RMM — O matricentrismo, porque esse termo matriarcado é coisa
dos homens, que são fantasiosos. Só teria existido se a mulher
houvesse usado o poder em proveito próprio. No tempo da Grande
Deusa, ninguém queria tê-lo. Havia um rodízio de lideranças. Não
será possível revertera processo atual de destruição do planeta
enquanto o poder não voltar a ser considerado um serviço e o
Estado não voltar a ser composto por cidadãos. As elites de todos
os países estão rapinando o Estado para botar o dinheiro no
próprio bolso ou na Suíça, que lava mais branco.
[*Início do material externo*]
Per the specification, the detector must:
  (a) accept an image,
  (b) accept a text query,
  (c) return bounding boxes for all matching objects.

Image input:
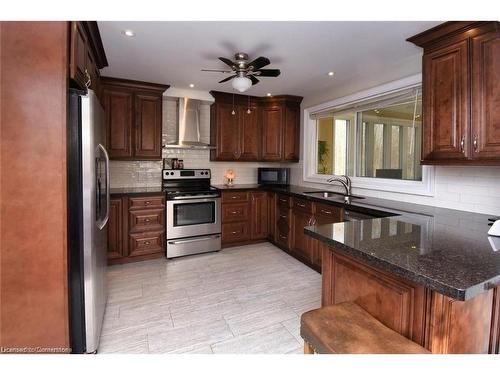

Você sabe que há
três trilhões de dólares girando no mundo dentro do sistema
financeiro sem qualquer aplicação prática? E tanta gente morrendo
de fome...
AZ — Qual a fonte dessa estatística?
RMM — Maria da Conceição Tavares, que entende muito bem do
riscado.
AZ— E essa coisa da Suíça lavar mais branco?
RMM — Isso é outra história. A Suíça era um país que só
fabricava relógios. Então, quando surgiu o dinheiro sujo do século
XX, criaram bancos com contas sigilosas. Todo o dinheiro foi para
lá. Eles ficaram riquíssimos!
AZ — E os três trilhões de dólares?
RMM — Estão girando em países como Japão, Alemanha, Estados
Unidos e Suíça, sendo aplicados e gerando filhotes dissociados da
realidade. No Brasil, a década economicamente perdida de 80 a 90
ocorreu porque o pessoal colocava o dinheiro no over.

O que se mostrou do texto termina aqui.